Is there another thread that explains what variations in grip caused those bare shafts?


----------



## Robspartacus (Feb 20, 2017)

E_L33T Arch3r said:


> Is there another thread that explains what variations in grip caused those bare shafts?


Honestly, instead of reading a post about it, actually experiment yourself. It will make more sense to you. When you don't have a proper grip, you ultimately torque your bow. 

Sent from my SM-N960U1 using Tapatalk


----------



## Sled (Jul 19, 2014)

after a bit of experimentation I'm not sure I'm much further along than I was last weekend. I did lengthen the d-loop and changed my anchor point. To accomplish this I went back through resetting the peep, twisting the string and changing the timing. After twisting the string I did need to go back and reset my center shot through the Berger hole. I checked for the rest parallel to the riser and did have to bump that out a bit. After all that, I feel a bit overextended with such a long d-loop. the draw length itself is at 31.5 in not including the extra inch and a quarter of d loop.

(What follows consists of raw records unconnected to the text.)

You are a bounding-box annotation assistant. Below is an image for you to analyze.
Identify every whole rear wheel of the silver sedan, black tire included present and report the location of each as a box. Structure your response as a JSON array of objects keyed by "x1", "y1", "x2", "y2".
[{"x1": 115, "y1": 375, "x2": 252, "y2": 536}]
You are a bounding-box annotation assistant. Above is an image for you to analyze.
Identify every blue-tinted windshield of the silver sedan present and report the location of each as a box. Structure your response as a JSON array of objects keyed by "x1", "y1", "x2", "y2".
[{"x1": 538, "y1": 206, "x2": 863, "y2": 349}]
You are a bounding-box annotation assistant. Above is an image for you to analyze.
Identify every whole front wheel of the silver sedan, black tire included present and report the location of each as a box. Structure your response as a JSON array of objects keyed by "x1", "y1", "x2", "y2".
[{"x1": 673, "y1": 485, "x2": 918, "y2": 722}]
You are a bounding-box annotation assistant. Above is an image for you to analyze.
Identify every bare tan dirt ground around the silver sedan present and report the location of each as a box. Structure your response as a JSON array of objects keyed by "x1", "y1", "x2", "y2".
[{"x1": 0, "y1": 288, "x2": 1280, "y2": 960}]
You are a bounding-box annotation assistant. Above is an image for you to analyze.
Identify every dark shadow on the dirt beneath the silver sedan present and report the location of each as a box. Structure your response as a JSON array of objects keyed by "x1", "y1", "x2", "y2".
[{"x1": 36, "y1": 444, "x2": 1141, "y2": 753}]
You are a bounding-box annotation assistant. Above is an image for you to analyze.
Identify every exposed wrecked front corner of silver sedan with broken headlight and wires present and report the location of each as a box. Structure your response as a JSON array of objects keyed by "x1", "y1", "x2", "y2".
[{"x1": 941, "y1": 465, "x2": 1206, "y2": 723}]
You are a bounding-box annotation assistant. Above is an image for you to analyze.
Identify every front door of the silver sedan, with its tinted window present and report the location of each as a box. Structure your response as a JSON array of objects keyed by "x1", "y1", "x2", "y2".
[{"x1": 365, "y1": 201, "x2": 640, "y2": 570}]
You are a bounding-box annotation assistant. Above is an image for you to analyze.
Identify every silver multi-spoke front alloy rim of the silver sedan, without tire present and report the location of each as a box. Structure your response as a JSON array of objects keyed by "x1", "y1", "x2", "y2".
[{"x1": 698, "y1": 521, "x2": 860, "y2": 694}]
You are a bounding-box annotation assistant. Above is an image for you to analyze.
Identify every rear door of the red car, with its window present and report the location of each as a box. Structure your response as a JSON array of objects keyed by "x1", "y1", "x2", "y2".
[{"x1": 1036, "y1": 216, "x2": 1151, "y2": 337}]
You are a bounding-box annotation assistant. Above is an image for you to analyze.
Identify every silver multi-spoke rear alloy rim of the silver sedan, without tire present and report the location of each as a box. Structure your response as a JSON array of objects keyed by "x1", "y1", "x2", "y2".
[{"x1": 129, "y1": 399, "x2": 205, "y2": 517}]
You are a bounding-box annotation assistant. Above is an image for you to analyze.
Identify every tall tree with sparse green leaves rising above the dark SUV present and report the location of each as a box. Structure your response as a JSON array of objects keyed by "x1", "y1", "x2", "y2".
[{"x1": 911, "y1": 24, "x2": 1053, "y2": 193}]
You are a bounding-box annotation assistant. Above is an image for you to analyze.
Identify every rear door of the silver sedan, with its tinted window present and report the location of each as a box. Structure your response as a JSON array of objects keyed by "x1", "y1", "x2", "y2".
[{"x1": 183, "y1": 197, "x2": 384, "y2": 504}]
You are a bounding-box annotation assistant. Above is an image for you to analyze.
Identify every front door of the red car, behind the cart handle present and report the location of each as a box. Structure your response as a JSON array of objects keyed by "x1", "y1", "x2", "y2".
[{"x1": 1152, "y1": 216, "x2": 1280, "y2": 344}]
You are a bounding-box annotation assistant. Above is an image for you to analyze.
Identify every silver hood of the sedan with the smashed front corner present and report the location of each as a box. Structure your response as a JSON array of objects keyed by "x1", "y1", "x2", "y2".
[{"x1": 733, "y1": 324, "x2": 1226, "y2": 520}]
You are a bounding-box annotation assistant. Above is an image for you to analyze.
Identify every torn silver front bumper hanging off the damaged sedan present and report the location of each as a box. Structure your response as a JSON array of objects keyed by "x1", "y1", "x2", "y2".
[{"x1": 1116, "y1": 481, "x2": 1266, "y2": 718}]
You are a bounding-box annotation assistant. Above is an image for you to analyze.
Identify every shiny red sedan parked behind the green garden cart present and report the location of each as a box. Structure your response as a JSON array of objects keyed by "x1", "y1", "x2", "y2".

I will continue to work on this but right now it looks like mechanicals this season for me.


----------



## Sled (Jul 19, 2014)




----------



## Sled (Jul 19, 2014)

Here's an update:
I went back and forth on what to do this year but things have started coming together with a 330 spine arrows I started with. I had to back the pounds down on the bow due to a shoulder sublux at work. That dropped me 5 lb into the 67 lb area. I focused on form and put the draw length and let off to a comfortable 31.25". The bear shaft straightened up and started grouping. I also pulled out the new iron will single bevels that I wanted to shoot this year and lo and behold they group out to 60 just fine. I may still throw a mechanical in the quiver but I think I may be shooting the iron wills with a lighted nock for arrow recovery. I'd have a hard time stomaching losing a broadhead that cost more than $30, but it seems like the time to do it if I was ever going to.

Thanks again for the replies and help.


----------